Earlier this year Chaya Rivkah went through a second heart surgery in the United States. The women on a chat for children with Down syndrome (Lucky Moms chat) all said tehillim, which gave me a lot of strength and helped Chaya Rivkah. During that hospital stay I met a courageous Jewish woman who was there with her very sick baby. Rachmono litzlan the baby was niftar just hours after I met the mother. Understandably, I was so shaken. I spoke with one of the nurses, asking her if the hospital has psychological support for the medical staff to deal with tragedy. She answered ‘yes’ and walked out. Within a few seconds she walked back in and emotionally shared, “I want to tell you something. I’m working in this hospital for eleven years now and I have not seen a community like yours. I tell you, no other community has such a support group of love and care like yours. If a Jewish patient is in the hospital they get food, visitors, gifts, babysitters and more. And I see that because of the strong support you have for one another your people are able to deal with the trials G-d sends you in a more wholesome way.” I thanked the nurse for highlighting this. What a kiddush Hashem and how true. At that time, I didn’t know how much we and our community in Lviv would be beneficiaries of this outpouring of unconditional chessed.
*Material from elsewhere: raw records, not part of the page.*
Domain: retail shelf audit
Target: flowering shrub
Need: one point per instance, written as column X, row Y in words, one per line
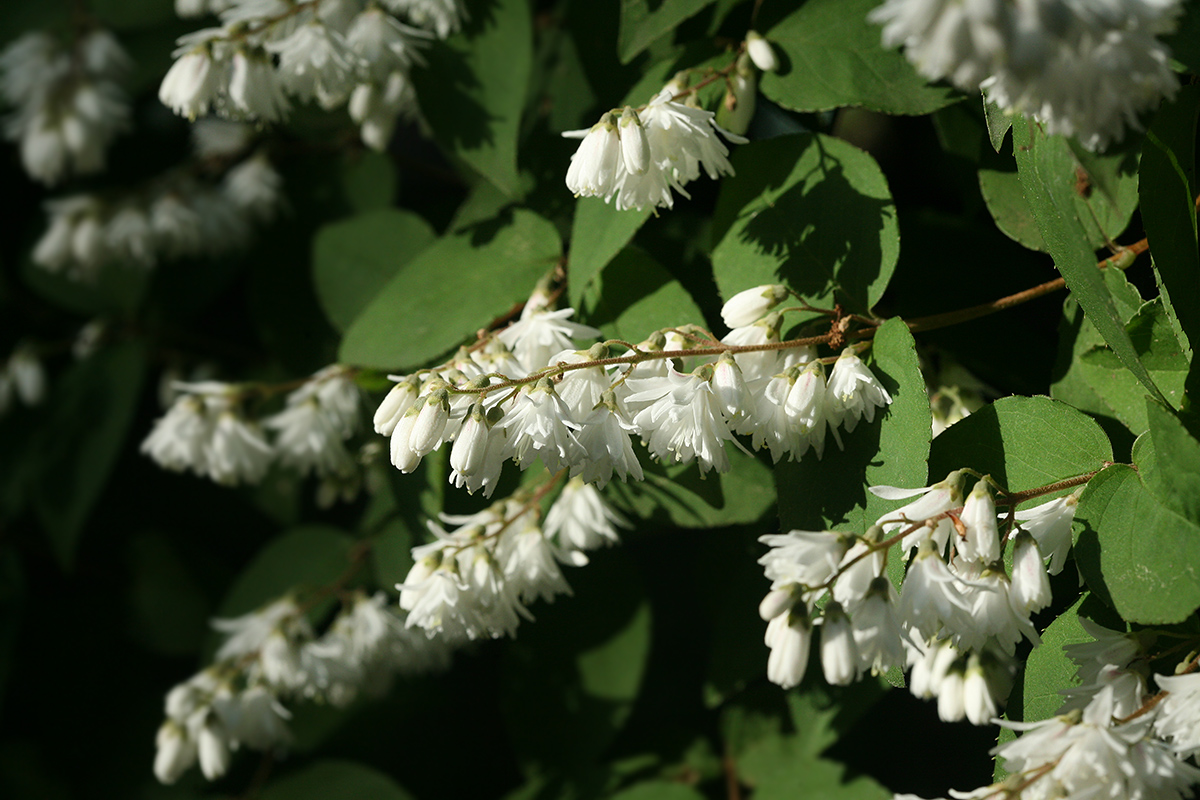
column 547, row 379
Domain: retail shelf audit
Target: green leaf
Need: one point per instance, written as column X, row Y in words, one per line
column 678, row 494
column 810, row 211
column 1168, row 205
column 1023, row 443
column 598, row 233
column 426, row 310
column 1006, row 202
column 570, row 679
column 369, row 180
column 635, row 296
column 1047, row 169
column 123, row 14
column 354, row 259
column 1153, row 338
column 642, row 22
column 93, row 407
column 833, row 58
column 1175, row 477
column 167, row 608
column 474, row 89
column 787, row 765
column 330, row 779
column 658, row 791
column 1137, row 553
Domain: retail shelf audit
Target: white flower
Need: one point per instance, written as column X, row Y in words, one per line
column 255, row 88
column 679, row 420
column 540, row 425
column 255, row 187
column 877, row 635
column 593, row 170
column 385, row 43
column 934, row 501
column 853, row 392
column 1050, row 525
column 540, row 334
column 27, row 374
column 237, row 451
column 803, row 557
column 605, row 439
column 839, row 654
column 190, row 88
column 1031, row 587
column 981, row 537
column 444, row 17
column 581, row 521
column 531, row 564
column 175, row 755
column 789, row 636
column 930, row 596
column 261, row 721
column 761, row 52
column 749, row 306
column 316, row 61
column 1179, row 714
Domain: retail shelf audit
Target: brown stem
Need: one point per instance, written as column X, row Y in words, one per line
column 934, row 322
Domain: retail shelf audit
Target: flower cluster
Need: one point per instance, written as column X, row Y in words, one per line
column 177, row 216
column 1081, row 68
column 273, row 655
column 69, row 101
column 23, row 377
column 207, row 432
column 640, row 156
column 955, row 621
column 475, row 581
column 527, row 392
column 335, row 52
column 1111, row 738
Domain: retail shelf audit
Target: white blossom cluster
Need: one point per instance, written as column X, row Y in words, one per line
column 640, row 156
column 273, row 655
column 67, row 98
column 177, row 216
column 22, row 377
column 1080, row 67
column 581, row 419
column 475, row 581
column 336, row 52
column 207, row 432
column 1111, row 738
column 957, row 619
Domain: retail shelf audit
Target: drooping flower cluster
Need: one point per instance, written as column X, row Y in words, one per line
column 1081, row 68
column 577, row 415
column 1111, row 739
column 955, row 620
column 69, row 101
column 475, row 581
column 207, row 432
column 336, row 52
column 273, row 655
column 640, row 156
column 175, row 216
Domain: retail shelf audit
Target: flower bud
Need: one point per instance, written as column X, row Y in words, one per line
column 761, row 52
column 751, row 305
column 981, row 540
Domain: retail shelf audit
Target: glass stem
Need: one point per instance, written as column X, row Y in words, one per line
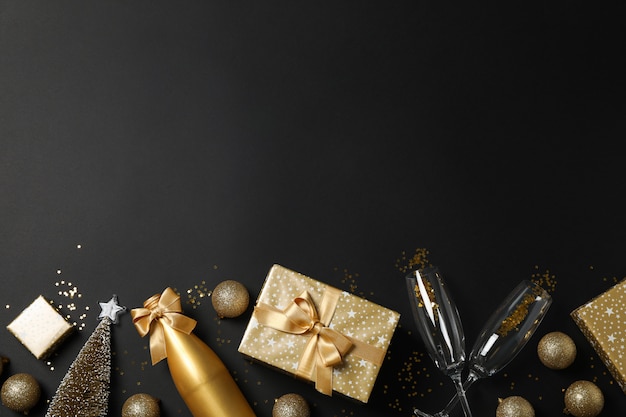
column 460, row 391
column 459, row 396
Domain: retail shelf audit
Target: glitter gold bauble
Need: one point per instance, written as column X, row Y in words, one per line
column 514, row 406
column 556, row 350
column 583, row 399
column 141, row 405
column 20, row 392
column 291, row 405
column 230, row 299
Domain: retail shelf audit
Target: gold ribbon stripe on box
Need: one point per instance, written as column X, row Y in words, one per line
column 326, row 347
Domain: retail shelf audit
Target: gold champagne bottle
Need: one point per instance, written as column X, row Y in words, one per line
column 199, row 375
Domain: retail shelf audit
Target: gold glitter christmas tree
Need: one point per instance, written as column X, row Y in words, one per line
column 84, row 390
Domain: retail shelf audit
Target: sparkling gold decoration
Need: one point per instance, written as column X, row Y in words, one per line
column 141, row 405
column 602, row 322
column 556, row 350
column 20, row 392
column 291, row 405
column 322, row 314
column 40, row 328
column 516, row 317
column 84, row 390
column 514, row 406
column 230, row 299
column 583, row 399
column 201, row 378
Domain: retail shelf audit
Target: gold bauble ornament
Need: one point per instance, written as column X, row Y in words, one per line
column 141, row 405
column 514, row 406
column 556, row 350
column 291, row 405
column 20, row 392
column 583, row 399
column 230, row 299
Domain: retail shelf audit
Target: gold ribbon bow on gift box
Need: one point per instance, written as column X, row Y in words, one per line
column 159, row 310
column 326, row 347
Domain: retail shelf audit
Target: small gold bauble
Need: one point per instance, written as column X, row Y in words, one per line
column 141, row 405
column 291, row 405
column 514, row 406
column 556, row 350
column 230, row 299
column 20, row 392
column 583, row 399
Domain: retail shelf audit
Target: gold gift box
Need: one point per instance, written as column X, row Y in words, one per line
column 40, row 328
column 602, row 322
column 281, row 335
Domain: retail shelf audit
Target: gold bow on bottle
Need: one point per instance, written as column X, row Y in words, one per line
column 161, row 310
column 326, row 347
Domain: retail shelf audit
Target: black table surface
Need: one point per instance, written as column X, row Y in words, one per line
column 154, row 144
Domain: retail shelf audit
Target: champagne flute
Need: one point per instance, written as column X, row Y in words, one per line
column 439, row 325
column 503, row 336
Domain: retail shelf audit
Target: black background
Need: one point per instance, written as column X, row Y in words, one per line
column 185, row 143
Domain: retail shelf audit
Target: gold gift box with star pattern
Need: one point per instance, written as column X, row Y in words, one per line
column 603, row 322
column 40, row 328
column 318, row 333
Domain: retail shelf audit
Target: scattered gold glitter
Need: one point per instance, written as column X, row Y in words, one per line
column 197, row 293
column 544, row 279
column 516, row 317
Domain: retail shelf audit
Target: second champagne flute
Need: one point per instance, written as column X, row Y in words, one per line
column 439, row 325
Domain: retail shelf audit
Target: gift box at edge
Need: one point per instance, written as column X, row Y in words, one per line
column 602, row 322
column 319, row 333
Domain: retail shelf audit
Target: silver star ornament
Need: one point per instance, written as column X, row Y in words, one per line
column 111, row 309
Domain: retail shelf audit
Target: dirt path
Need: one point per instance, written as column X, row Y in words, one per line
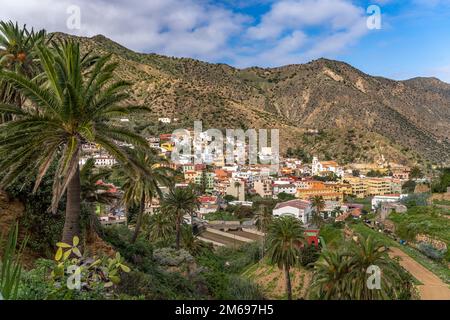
column 432, row 287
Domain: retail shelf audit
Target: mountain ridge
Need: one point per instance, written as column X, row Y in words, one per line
column 406, row 121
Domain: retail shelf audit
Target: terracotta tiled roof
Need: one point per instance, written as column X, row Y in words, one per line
column 299, row 204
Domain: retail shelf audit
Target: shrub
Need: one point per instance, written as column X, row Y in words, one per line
column 430, row 251
column 308, row 255
column 172, row 257
column 243, row 289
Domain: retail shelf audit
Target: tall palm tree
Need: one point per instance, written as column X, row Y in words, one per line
column 191, row 243
column 18, row 54
column 284, row 239
column 263, row 219
column 73, row 103
column 158, row 226
column 178, row 203
column 140, row 186
column 93, row 192
column 366, row 252
column 342, row 274
column 318, row 203
column 330, row 281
For Pesach we made our way back to Lviv with some of our older children. Over Pesach, Lviv was hit with yet another direct rocket. We heard the rocket whiz over our building and then boom! The impact of the rocket which fell nearby shook our windows, and I felt the furniture move.

My eighteen-year-old daughter said, “Mommy this is the first time in my life that I felt it so clearly, that absolutely nothing is up to me; it is Hashem who is one hundred percent in charge.” I think I had that feeling once before, during Chaya Rivkah’s heart surgeries.

The war has brought out the best in many people around the world. Achdus, chessed and even patriotism to Yiddishkeit became priorities to many that were brought up diehard communists. My husband poses the question: What type of people will we be a day after the war? Will we become like the aggressors, defending our property and rights, or will we remain builders by being compassionate, understanding of each other, and forgiving?

May we be zoche to greet Moshiach speedily in our days.